Il mistero Giuliano visto da un ex 007 scozzese
Tipologia:  Articolo
Testata:  La Repubblica, ed. Palermo
Data/e:  26 marzo 2017
Autore:  Umberto Cantone
Articolo: 
A ricordare quel bestseller internazionale di 60 anni fa sono rimasti qualche mafiologo e studioso di cose siciliane, assieme ai cacciatori di rarità da bancarella.
Eppure suscitò non pochi clamori “Dagli amici mi guardi Iddio”, biografia romanzata di Salvatore Giuliano scritta dall’allora 34enne Gavin Maxwell, un aristocratico giornalista scozzese appassionato di ambiente e con un passato da agente segreto, poi diventato celebre come letterato naturalista per la sua trilogia di “Ring of Bright Water” che ha venduto milioni di copie e conta ancora entusiastici cultori.
Nonostante qualche reticenza e imprecisione, quel libro uscito nell’aprile del 1957 per i tipi Feltrinelli (con la traduzione dello scrittore engagé Luciano Bianciardi) contribuì a far leggere l’affaire Giuliano innanzi tutto come un mistero italiano e non solo siciliano, i cui drammatici risvolti resero urgente la denuncia della collusione tra banditismo, mafia, partiti al potere e istituzioni governative.
Per la sua indagine, Maxwell visitò scrupolosamente il territorio delle imprese di Turiddu & co., interrogando testimoni preziosi ed esaminando numerosi documenti: lo fece utilizzando cautele da ex 007 una volta al servizio di Churchill e una innata arguzia da etnologo.

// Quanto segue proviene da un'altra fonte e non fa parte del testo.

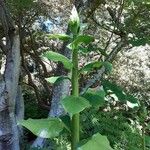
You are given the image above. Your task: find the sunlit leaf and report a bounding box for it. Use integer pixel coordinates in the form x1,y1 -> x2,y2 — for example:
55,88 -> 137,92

Nel ripercorrere la parabola del Re di Montelepre, dall’uccisione del carabiniere a San Giuseppe Jato fino all’ingannevole ritrovamento del cadavere nel cortile Di Maria a Castelvetrano, “Dagli amici mi guardi Iddio” ne descrive il contesto politico e culturale, ridicolizzando omertà private e pubbliche, evocando trattative segrete che annodarono rappresentanti dello stato a banditi e mafiosi, e sottolineando le menzogne ufficiali che occultarono le responsabilità politiche per tragici eventi nodali come la strage di Portella Della Ginestra.
Intervistato sulle colonne de “L’Ora” qualche mese dopo l’exploit editoriale, in occasione di un ricevimento palermitano per i 27 anni della regina Elisabetta, Maxwell ammise al giornalista Mino Bonsangue di essere finito su una lista nera relativa ad altolocati “ambienti facilmente individuabili e immaginabili” per via del suo polemico libro siciliano. Poi si rifiutò cortesemente di rispondere a domande sul testamento di Gaspare Pisciotta e dichiarò di essere ritornato nell’isola non per occuparsi dei suoi mali persistenti, quelli della mafia e della povertà (così sostenne), ma della rinomata pesca del tonno in vista della pubblicazione di un più pacificante reportage.
Fatto sta che quella su Giuliano, prima della prematura scomparsa a 55 anni per cancro, fu la sua ultima inchiesta.